How to query Kusto (Azure data explorer) in C# and get strong type result?

Install Kusto client first.

<PackageReference Include="Microsoft.Azure.Kusto.Data" Version="9.2.0" />

And build an abstract class as a Kusto response row.

public abstract class KustoResponseRow
{
    public void SetPropertiesFromReader(IDataReader reader)
    {
        foreach (var property in this.GetType().GetProperties())
        {
            if (property.SetMethod != null)
            {
                property.SetValue(this, reader[property.Name]);
            }
        }
    }
}

Then you can create a new class named "KustoRepository".

Build a new KustoClient in its constructor.
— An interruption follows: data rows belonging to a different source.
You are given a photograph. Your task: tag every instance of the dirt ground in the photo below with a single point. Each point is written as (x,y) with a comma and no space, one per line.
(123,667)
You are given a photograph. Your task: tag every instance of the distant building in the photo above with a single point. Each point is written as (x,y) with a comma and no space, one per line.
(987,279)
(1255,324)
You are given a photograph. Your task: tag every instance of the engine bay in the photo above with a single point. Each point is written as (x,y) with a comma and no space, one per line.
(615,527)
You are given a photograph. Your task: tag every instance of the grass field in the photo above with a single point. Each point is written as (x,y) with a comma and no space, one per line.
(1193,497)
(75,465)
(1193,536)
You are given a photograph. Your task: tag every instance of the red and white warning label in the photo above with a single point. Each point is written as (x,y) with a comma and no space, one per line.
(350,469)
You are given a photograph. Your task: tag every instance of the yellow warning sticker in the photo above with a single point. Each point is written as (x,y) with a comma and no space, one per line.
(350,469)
You'd better read the appId and appkey from configuration.

To get your app Id and app Key, you need to register it at Azure AD and allow it to access your Kusto (Azure data explorer) client.

this.kustoClient = KustoClientFactory.CreateCslQueryProvider(new KustoConnectionStringBuilder
{
    DataSource = "https://someinstance.westus.kusto.windows.net/somedatabase",
    ApplicationClientId = "appId",
    ApplicationKey = "appKey",
    Authority = "tennat-id",
    FederatedSecurity = true
});

And build your query function:

public List<T> QueryKQL<T>(string query) where T : KustoResponseRow, new()
{
    var result = new List<T>();
    var reader = this.kustoClient.ExecuteQuery("set notruncation;\n" + query);

    while (reader.Read())
    {
        var newItem = new T();
        newItem.SetPropertiesFromReader(reader);
        result.Add(newItem);
    }

    return result;
}

We suggest you wrap it with a cache service. (Better performance)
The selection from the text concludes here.